BB King took on a lifelong ambition to play blues guitar after meeting another blues legend, T-Bone Walker.

“Once I’d heard him for the first time, I knew I’d have to have [a guitar] myself. Had to have one, short of stealing!” BB said.

King received numerous accolades over the course of his career.

He sold more than 40 million albums worldwide, earning himself 17 Grammy awards including the Grammy Lifetime Achievement Award and an induction into the Grammy Hall of Fame.

King is also a prominent figure in the Blues and Rock and Roll halls of fame, and received the Presidential Medal of Freedom during the Bush administration in 2006.

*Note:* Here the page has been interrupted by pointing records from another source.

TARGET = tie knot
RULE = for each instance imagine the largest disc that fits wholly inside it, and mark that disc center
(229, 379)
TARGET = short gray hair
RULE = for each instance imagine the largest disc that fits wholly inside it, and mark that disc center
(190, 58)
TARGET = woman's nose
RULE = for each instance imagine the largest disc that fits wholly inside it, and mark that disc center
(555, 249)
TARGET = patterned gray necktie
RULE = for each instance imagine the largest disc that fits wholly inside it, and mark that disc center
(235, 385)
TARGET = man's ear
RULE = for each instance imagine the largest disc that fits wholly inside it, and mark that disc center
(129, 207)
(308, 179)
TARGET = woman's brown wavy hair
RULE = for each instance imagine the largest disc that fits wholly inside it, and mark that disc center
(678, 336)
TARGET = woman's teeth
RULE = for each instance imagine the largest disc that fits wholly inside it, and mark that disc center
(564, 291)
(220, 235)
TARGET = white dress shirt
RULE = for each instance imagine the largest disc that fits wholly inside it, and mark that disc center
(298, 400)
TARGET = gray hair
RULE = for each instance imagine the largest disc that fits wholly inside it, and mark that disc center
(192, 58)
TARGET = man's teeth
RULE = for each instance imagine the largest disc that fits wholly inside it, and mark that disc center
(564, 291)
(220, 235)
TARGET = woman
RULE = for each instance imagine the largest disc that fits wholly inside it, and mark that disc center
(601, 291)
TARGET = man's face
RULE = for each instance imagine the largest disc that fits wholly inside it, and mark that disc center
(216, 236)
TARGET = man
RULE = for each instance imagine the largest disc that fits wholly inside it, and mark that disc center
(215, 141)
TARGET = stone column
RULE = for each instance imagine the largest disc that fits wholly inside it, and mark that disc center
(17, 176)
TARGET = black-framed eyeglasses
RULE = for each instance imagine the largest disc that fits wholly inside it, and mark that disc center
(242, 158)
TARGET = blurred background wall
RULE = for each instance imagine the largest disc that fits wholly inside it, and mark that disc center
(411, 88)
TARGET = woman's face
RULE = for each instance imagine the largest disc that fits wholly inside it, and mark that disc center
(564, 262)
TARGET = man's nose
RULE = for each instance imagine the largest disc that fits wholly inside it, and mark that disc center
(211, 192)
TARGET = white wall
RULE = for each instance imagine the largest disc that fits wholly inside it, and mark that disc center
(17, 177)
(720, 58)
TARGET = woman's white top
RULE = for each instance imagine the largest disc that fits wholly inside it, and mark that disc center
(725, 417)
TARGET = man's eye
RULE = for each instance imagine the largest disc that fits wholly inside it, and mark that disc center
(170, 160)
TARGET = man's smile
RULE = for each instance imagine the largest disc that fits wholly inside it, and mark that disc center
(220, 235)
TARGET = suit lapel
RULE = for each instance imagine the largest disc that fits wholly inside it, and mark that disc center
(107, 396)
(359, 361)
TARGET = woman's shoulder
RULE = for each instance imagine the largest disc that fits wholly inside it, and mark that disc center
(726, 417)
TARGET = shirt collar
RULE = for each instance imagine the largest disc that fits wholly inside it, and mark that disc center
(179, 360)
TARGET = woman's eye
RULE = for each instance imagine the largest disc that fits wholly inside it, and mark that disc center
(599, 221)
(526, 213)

King’s home town of Itta Benna, Mississippi, also declared a BB King Day in celebration of his contributions to music, which is celebrated annually on 15 February.

Joel Koster, a student of music at NMIT, explains that BB King not only defined the genre of blues, but introduced new ways in which a musican could perceive the importance of notes as standalone elements of a composition.

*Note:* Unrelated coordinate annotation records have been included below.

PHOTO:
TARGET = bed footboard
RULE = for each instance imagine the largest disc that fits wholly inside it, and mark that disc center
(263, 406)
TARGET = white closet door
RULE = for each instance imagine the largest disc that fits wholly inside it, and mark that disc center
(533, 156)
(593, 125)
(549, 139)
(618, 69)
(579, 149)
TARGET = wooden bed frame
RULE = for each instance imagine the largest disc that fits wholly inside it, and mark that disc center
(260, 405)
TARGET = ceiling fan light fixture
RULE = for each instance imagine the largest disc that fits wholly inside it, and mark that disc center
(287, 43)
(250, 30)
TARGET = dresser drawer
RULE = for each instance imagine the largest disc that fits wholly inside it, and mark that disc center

“What first drew me to his music was how soulful and expressive his playing was even though it was so simple,” he tells upstart. “He influenced my playing by basically introducing me to blues guitar and making me think and feel through each note I play.”

Image by Kasra Ganjavi via Wikimedia Commons

From his booming, soulful voice to his choice of attire, King had many signature traits. None were more famous, though, than the guitar which helped forge immortal songs such as “The Thrill Is Gone” and “Everyday I have the Blues”.

Known affectionately as “Lucille”, a name later given to all of his Gibson ES-335 guitars, the guitar was originally obtained by King during the late 1930s. It has been used in multiple studio albums and live performances since.

The guitar earned its name after King rescued it from a hall he was playing in that had caught alight. Two men, who had been fighting over a woman, knocked over a kerosene heater during the altercation, starting the blaze.

The woman they had been fighting over was named Lucille and King later said that he named the guitar as a reminder to “never fight over a woman”.

King will be remembered as a man dedicated to sharing the blues with as many fans as possible. During 1956, he performed a record 342 one-night shows and regularly spent more than 300 days a year away from home performing or in the studio.

He continued performing up until 3 October 2014, when he was urged by doctors to retire and recuperate at his Las Vegas home.

In May this year, BB King was hospitalised twice due to complications arising from his high blood pressure and diabetes, which he had been diagnosed with in the 1980s. King and his family announced that he was to be placed in hospice care, where he passed away on Thursday local time.

An irreplaceable legend has now passed, leaving a mark on so many who were inspired by his works, including musicians who have now made their own name on the world stage.

In the infamous words of BB King, “now that it’s all over, all I can do is wish you well”.